Several studies have reiterated the advantages of LC-MS/MS over immunoassays for measurements of steroids.[10,11,15] Here, we show that plasma 11-deoxycortisol, 11-deoxycorticosterone, DHEA, DHEA-S, and corticosterone levels can reliably distinguish patients with and without SC. Circulating levels of DHEA-S have been found in the high-normal range in patients with ACTH-dependent Cushing syndrome, whereas both AC and SC are characterized by decreased circulating basal concentrations of DHEA-S and DHEA.[32–34] The inverse association of DHEA-S and cortisol excess has been revealed in several studies to be exclusively associated with adrenocortical adenoma.[11,35] Indeed, our data also confirm lower DHEA and DHEA-S levels in patients with AC and SC, supporting previous suggestions that ACTH is a major determinant of their secretion.[36,37]

Low levels of progesterone in the SC and AC groups in our study can be explained by two mechanisms. Continuously elevated cortisol levels inhibit the pituitary-gonadal axis, leading to anovulatory cycles, prohibiting the action of progesterone in the uterus as well as the secretion of GnRH from the thalamus.[38] This effect likely contributes to low progesterone in our mainly female, premenopausal cohort with florid AC. In the sex-balanced, predominantly postmenopausal SC cohort, precursor substrate flow characteristics, enhanced by partially suppressed plasma ACTH, could result in the pattern of low plasma pregnenolone and progesterone concentrations. Indeed, chronic ACTH excess influences intra-adrenal use of δ5-pregnene, leading to elevation of pregnenolone levels,[39,40] which is very much in line with our findings.

Our study has several limitations, one of which involved the older age of the SC group than other cohorts and the female predominance of the AC cohort. Because the latter is an established observation in AC[41] and because adrenal incidentalomas that prompt consideration of hypercortisolism are predominantly found in the elderly,[2,42] neither of these issues is easily addressed by matched populations. Rather, we addressed these potential confounders by use of models and normalizations that took advantage of data from a larger reference population. It nevertheless remains possible that even with these corrections, age, sex, and menstrual phase differences may have contributed to differing patterns of steroids among the AC and SC groups. Another limitation was that the diagnosis and exclusion of hypercortisolism were based on routine tests that are not infallible. Findings that there were differences among steroids between the reference and EX groups and that the EX group had levels of many steroids intermediate between the reference and SC and AC groups raise the possibility of milder forms of adrenal cortical dysfunction within the EX group that were not identified by routine tests.
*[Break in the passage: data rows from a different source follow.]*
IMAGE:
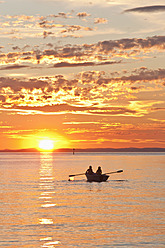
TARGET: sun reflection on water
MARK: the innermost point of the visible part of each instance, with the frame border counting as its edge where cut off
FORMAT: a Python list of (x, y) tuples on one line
[(46, 197)]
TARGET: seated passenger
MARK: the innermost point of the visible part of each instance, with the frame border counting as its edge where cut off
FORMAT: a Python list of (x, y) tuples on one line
[(99, 171), (90, 170)]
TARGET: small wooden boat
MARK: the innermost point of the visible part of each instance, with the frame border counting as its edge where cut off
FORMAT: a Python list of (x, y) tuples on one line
[(96, 178)]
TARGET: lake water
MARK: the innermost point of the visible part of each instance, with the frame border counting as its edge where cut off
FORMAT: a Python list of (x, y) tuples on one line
[(40, 208)]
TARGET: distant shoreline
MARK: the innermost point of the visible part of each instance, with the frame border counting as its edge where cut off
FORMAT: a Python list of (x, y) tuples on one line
[(130, 149)]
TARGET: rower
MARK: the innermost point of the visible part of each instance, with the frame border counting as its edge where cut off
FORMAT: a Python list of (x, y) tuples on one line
[(90, 170), (99, 171)]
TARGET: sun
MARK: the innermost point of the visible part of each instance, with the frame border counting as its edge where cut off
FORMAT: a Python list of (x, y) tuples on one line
[(46, 144)]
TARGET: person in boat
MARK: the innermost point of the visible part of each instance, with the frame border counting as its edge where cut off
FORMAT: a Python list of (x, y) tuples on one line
[(90, 170), (99, 171)]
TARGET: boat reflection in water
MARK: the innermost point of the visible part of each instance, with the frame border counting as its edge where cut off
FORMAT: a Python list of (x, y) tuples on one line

Finally, it would have been useful to assess outcomes after adrenalectomy. However, the indication of adrenalectomy for patients with SC is often not achieved.
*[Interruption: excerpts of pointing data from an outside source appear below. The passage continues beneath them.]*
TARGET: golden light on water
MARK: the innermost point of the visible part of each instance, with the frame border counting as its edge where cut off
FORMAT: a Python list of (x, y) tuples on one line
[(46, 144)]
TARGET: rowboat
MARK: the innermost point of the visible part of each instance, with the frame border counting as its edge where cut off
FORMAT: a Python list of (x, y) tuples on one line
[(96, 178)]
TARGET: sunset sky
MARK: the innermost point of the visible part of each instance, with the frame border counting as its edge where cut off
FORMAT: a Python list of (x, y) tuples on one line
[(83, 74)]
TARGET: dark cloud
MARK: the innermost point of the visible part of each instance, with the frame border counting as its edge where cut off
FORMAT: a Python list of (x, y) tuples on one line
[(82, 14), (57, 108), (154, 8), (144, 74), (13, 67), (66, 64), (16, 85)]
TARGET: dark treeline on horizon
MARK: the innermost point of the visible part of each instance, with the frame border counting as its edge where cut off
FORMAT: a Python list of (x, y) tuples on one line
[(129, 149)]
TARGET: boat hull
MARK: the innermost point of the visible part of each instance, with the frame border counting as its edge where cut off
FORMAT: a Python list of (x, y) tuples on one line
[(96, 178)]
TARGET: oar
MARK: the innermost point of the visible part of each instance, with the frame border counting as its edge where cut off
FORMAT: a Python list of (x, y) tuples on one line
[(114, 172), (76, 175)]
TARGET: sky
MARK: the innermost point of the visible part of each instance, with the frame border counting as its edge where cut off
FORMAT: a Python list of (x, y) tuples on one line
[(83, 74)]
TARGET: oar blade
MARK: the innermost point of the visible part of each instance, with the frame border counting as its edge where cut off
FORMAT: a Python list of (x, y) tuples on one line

In conclusion, this study establishes a method to identify patients with SC using LC-MS/MS measurements of a panel of adrenal steroids. Performance of the steroid profile was more advanced than using SFC and UFC and had similar accuracy as routine test combinations that included the DST. Thus, the plasma steroid panel could serve as a single test alternative to screen for SC or to confirm the findings on DST. Versatility of a single steroid-profiling method for detecting other disorders of adrenal steroidogenesis provides another advantage for use of the method in the routine laboratory.